Tiny, leathery touches, and they echoed hollowly in the well of my belly.
One, two. Dear gods.
The chai was sweet, strong as they took it in Antai with no milkfat. Sometimes they add a dollop of boiled and whipped cras oil, especially for the harbor lifters. It keeps those rope-muscled bravos warm even on sleet-lashed stormdays, hauling cargo in and out of deep, malodorous holds. I took a goodly mouthful, passed it t
o D’ri, and sweat began along the curve of my lower spine. I studied the Head’s racked, copper-skinned features.
“Smahua’s thiefchild will be chastised for her inhospitable behavior.” A glint of steel in his tone, soft and subtle, the hidden blade.
Ah. So it was Sorche. Why would she send a...oh. “Perhaps Sorche’s apprentice was simply impatient.”

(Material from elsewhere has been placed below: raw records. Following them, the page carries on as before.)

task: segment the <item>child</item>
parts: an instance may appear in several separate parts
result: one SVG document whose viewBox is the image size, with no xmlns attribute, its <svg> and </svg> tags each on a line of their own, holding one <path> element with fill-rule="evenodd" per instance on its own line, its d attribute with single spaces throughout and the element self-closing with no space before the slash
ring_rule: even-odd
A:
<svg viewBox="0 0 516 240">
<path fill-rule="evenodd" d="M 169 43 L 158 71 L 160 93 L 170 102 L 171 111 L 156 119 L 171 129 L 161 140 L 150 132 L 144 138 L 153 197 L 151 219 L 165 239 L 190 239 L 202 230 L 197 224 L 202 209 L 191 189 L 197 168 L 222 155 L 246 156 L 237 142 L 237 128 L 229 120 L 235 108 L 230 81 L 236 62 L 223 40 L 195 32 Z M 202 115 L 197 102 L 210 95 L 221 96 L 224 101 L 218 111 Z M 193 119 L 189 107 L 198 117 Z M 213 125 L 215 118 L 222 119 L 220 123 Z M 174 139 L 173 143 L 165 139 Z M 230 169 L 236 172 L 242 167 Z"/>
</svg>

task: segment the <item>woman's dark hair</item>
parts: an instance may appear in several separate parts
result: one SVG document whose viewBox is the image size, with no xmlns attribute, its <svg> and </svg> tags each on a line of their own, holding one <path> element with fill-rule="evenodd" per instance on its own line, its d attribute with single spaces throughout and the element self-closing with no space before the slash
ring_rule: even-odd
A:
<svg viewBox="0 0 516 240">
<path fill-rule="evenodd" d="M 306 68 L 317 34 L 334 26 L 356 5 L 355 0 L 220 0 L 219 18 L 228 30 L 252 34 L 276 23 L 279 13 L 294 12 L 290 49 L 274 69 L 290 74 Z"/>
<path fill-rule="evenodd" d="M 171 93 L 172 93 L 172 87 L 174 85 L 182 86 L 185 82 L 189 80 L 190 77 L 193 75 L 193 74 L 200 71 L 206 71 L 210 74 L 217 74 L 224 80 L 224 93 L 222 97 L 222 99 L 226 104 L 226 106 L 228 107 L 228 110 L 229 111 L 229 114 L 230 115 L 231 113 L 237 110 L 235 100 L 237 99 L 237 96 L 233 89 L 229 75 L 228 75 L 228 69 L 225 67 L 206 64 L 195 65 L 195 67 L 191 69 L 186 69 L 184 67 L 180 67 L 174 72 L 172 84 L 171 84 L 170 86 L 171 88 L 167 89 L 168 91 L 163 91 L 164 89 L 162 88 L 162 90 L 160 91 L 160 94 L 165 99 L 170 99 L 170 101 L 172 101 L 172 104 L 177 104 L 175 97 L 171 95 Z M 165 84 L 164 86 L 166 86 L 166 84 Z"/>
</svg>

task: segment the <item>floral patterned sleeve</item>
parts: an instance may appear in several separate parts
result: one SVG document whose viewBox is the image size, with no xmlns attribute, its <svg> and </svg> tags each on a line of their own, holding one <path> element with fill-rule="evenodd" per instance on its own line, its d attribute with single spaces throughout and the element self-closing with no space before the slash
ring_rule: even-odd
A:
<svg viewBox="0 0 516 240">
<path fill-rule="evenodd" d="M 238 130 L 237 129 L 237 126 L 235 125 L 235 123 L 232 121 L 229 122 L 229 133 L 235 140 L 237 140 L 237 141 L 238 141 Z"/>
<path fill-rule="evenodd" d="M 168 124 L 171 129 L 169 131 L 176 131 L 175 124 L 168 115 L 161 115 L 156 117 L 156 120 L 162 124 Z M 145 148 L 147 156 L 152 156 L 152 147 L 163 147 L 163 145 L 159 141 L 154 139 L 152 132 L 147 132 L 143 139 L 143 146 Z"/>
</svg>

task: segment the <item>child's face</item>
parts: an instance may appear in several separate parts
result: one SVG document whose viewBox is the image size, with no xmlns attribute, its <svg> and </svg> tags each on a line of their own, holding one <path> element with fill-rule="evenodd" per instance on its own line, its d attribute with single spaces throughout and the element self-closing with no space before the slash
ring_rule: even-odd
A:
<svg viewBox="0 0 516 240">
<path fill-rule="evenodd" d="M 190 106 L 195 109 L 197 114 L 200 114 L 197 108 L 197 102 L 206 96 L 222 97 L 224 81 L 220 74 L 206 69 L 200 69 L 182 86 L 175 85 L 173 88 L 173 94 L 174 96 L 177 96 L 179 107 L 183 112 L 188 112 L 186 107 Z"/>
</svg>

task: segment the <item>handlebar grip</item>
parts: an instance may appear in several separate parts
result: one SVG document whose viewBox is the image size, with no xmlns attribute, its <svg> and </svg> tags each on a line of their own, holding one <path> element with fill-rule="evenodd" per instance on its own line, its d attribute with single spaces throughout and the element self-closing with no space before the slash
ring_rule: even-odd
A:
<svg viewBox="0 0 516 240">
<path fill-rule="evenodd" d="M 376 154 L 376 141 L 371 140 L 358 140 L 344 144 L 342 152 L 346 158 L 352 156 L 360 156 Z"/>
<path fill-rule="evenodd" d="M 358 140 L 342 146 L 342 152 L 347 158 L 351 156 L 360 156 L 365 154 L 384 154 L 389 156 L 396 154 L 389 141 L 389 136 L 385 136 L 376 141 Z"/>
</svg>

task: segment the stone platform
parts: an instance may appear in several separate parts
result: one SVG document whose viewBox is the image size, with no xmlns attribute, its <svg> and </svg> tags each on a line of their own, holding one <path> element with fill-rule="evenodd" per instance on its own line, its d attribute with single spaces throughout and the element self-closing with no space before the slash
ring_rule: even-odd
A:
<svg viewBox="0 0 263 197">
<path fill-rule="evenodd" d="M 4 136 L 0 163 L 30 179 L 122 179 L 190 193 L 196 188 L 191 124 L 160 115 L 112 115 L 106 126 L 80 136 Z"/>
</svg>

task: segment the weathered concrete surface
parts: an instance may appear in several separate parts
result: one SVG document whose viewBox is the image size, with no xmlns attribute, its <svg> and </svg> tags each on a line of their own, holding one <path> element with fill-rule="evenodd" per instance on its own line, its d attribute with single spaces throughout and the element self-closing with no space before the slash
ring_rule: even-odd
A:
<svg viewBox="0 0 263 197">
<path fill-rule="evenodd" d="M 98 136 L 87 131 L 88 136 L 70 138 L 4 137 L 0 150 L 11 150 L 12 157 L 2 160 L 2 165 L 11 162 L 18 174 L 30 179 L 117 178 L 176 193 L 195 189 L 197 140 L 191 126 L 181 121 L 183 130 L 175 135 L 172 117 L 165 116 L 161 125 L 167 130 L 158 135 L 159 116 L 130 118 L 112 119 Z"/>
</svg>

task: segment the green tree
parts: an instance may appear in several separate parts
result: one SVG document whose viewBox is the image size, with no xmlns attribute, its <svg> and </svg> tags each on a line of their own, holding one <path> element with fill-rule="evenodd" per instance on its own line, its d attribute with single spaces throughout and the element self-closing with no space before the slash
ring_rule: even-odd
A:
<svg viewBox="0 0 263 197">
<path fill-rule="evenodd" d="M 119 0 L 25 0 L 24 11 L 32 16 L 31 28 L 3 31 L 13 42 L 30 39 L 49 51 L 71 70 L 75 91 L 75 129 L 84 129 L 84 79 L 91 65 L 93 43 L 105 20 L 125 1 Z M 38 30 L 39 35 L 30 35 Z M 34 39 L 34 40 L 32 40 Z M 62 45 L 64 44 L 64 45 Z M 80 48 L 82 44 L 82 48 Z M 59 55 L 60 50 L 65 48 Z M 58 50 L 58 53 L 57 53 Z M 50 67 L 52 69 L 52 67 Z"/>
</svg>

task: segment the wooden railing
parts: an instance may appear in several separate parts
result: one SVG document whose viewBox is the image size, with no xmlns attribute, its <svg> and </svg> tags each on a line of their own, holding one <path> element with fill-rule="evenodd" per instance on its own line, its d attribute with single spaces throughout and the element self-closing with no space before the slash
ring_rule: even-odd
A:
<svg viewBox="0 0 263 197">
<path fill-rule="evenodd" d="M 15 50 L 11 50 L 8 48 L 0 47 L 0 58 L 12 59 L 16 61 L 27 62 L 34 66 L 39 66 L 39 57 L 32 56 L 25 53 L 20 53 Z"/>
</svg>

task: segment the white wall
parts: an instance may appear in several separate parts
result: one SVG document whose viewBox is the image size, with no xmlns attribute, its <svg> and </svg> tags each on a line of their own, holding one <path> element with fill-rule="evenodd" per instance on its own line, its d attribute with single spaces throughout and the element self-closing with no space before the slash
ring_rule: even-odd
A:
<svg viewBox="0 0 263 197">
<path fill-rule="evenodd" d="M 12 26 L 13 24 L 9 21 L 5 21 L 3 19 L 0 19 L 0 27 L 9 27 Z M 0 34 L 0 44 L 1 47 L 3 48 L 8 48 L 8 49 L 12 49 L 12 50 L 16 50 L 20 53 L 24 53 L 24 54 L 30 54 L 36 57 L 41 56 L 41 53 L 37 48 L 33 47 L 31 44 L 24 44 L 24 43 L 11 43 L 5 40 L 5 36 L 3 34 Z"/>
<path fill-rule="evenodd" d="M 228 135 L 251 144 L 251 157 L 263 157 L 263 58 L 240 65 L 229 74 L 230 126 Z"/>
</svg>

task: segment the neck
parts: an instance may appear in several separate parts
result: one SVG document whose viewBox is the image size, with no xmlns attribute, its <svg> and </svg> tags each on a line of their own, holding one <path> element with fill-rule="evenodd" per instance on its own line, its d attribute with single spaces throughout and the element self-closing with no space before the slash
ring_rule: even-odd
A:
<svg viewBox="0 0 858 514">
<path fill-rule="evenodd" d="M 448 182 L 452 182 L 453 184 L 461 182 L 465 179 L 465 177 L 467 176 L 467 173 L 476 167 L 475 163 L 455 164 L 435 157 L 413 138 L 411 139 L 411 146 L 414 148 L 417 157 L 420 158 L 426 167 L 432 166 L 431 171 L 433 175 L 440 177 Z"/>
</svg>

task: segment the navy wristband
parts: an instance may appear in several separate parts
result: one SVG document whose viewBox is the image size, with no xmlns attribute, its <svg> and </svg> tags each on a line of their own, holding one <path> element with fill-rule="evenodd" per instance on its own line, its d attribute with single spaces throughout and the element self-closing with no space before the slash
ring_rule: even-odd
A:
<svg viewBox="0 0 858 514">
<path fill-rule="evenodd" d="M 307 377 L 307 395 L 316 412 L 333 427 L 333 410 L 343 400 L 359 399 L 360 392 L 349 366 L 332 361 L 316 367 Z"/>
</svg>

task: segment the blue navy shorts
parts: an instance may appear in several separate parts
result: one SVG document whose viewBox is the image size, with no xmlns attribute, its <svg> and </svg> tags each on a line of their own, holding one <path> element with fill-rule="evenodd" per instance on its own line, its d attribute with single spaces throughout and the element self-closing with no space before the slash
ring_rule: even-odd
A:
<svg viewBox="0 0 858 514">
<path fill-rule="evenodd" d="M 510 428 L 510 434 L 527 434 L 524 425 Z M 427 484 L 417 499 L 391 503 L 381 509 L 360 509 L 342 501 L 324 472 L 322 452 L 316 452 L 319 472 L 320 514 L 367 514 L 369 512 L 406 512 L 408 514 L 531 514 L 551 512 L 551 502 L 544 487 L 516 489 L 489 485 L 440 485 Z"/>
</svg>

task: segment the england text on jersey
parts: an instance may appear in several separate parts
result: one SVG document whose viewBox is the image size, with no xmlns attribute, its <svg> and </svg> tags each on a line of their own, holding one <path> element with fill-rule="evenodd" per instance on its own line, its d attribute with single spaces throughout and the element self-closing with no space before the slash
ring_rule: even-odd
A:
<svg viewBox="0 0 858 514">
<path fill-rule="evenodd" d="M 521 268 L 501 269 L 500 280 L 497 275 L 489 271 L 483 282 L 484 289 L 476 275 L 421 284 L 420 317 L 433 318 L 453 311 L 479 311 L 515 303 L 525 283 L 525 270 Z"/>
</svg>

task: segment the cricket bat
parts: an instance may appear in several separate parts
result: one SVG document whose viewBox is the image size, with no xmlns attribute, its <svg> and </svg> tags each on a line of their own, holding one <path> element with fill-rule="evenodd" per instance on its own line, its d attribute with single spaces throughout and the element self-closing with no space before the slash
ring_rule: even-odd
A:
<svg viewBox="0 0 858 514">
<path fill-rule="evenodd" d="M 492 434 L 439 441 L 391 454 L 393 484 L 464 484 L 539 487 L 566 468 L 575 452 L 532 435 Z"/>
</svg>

“The young often are.” He accepted my graciousness with a small nod, but his mouth had turned down at the corners. “The Keeper has your chits, so the merchants do not cheat you overmuch. Do you wish what you left in my care?”
Why else would I come? “Yes. I thank you, han-fua.”
“Ah, she thanks me. Tell me, friend-of-the-Flower, do you enjoy the chai?”
D’ri glanced at me. He looked interested, a bland expression he probably wore during interminable protocol-laced events in the Dragon Palace’s great bulk. I have only seen paintings of the great city of the People and the house of royalty at its center, with the holy mountain containing Beleriaa’s tomb rising above.
“It is very sweet, and very good,” he said finally, soft careful tradetongue struggling to match the rise and fall of a tongue trained to subtle inflections and cadences.
“You have an accent.” The Head nodded, that same doddering movement, a wicked cast to his mouth now. “Where is your homeland?”
“Far across the sea.” Darik glanced at me, and the Head made a soft tching sound.
“That is all she would ever say, either. Now, leave me. There is much business today, I have had all the leisure I am allowed.”
“Winds grant you luck,” I murmured, and sitting still for long enough to be polite was a torment, my knees pressing into wood and the consciousness of something very, very wrong indeed looming above me. I had to act reluctant to quit his company, especially since he honored me so singularly.
Downstairs, the Keeper did not even glance at me, but one of his silent assistants slid a thin trashmetal chain holding several jingling brass tabs across the counter—marks that I was a member of the Guild in good standing, and could be overcharged only at some peril. I thanked him with a nod—the chest-cache I’d left with the Head was probably already at the villa.